Darius Milhaud

Darius Milhaud (1892-1974)

Nationality: French | Jewish
Born: September 4, 1892, Marseilles Died: June 22, 1974, Geneva (age 81)

La Création du monde (Suite de concert pour piano et quatour à cordes), Op. 81

(for 2 violins, viola, cello and piano)
I. Prélude
II. Fugue
III. Romance
IV. Scherzo
V. Final
Duration: 17 minutes (approximately)
Composed: 1923 (age 30-31)
1 recordings, 1 videos
Contemporary Chamber Ensemble
From Kai Christiansen

Darius Milhaud (1892-1974)

La Création du monde, Op. 81b (1923)

Darius Milhaud was a remarkably prolific 20th Century French composer who established his reputation in the 1920's along with a generation of young avant-garde composers, artists and writers in the modernist ferment of Paris. Some of Milhaud's most enduring work reflects "foreign", exotic influences he acquired during his travels: popular Brazilian dance music for Carnival and early American Jazz. He first heard Jazz in Paris and then, in New York, where Milhaud went out of his way to Harlem seeking out the nascent art in its most ideal context. Milhaud wrote that he was intoxicated by Jazz, particularly with some early female blues vocalists, where he sensed a deep, more primal aesthetic legacy from Africa. Back in Paris, Milhaud teamed up with a designer and writer on a production for the Swedish Ballet about the creation of the world based on African folklore featuring exotic deities with supernatural powers. Milhaud found it a perfect vehicle to express his Jazz affinities and the result was the successful ballet la Création du monde which debuted in 1923, the year a young Louis Armstrong made his very first recording and one year before the debut of Gershwin's Rhapsody in Blue.

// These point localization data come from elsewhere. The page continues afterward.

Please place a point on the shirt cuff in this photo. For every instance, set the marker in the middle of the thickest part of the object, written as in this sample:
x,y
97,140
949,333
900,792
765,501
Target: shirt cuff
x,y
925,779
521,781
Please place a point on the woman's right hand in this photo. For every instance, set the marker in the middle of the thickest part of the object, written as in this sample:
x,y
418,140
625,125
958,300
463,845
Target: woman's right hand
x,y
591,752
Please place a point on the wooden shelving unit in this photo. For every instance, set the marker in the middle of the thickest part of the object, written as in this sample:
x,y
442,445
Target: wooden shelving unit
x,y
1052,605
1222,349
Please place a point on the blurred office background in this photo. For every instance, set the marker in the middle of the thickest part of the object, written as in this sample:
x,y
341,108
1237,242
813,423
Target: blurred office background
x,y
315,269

Op. 81b is an arrangement of the five-movement ballet for string quartet and piano. It is a remarkable example of early Jazz impressions influencing a Classical sensibility. Rather astonishingly, it begins with a prelude and fugue. The prelude is atmospheric, tense, melancholic and mildly discordant. The fugue is bright, sassy and rhythmically jaunty with a subject featuring the classic blues notes (flattened 3rds and 7ths). The third movement Romance is a jewel: it begins with the most famous blues riff of all time (the leering dominant 7th) leading into a suave ballad recalling the slower ragtime character pieces and fully anticipating Gershwin. The Scherzo is jagged, nervous and urban, perhaps the clearest homage to what Milhaud must have heard and felt in Harlem. The finale ties it all together in a kind of epilogue joining riff-based blue notes, jazz rhythms and melancholic interludes in a welter of polyphony. Rather significantly, Milhaud can't quite end on a dominant 7th as a jazz or bluesman might: he opts for the more classical major 7th in the manner of his friend, contemporary and compatriot Erik Satie.

© Kai Christiansen Used by permission. All rights reserved.

From Edition Silvertrust

Darius Milhaud Le Creation du Monde can be traced back Milhaud’s 1920 trip to London where he first encountered jazz. He was so enamored of it, that he planned a trip to Harlem in New York City, the home of the so called “real jazz". In 1922, he traveled to New York, visiting Harlem where he spent his time mingling with jazz musicians. The experience made a lasting impression on him. When he returned to Paris, to his surprise, he found that jazz had already arrived. The black American jazz singer Josephine Baker, then active in Paris was immensely popular, and the sounds of Le Jazz Hot could be heard in all of the caberets over the city. Milhaud began writing in what he called a jazz idiom, using the melodies and rhythms of the blues. La Creation du Monde was meant to be a ballet. The score called for a small orchestra of seventeen instruments. The ballet was an immediate success, many said because of the risqué costumes. Nonetheless, at the suggestion of friends, Milhaud also made a version for piano and string quartet shortly thereafter. In five movements, the work opens with a melancholy Prelude which has many of the elements heard later. Next comes a lively jazzy Fugue. The third movement is a gentler Romance. Then comes a rollicking Scherzo. The finale, the longest of the movements, has all of the moods of the preceding movements and is a summation.

Darius Milhaud (1892-1974) was born in in the French city of Marsailles. He studied composition at the Paris Conservatory with Charles-Marie Widor and became a member of the so called "Les Six", a group of modernist French composer who were active during the first part of the 20th century. During the course of his long career, he frequently traveled abroad, sometimes for pleasure, sometimes from necessity. During the First World War, Milhaud served as secretary to the French ambassador to Brazil. During the Second World War, he moved to America during the Nazi occupation of France. The sights and sounds of the cultures of he saw always interested him. In his music one often hears the sounds of Brazilian dances and American, but also the “modern” trends of French music during the 1910s and 1920s.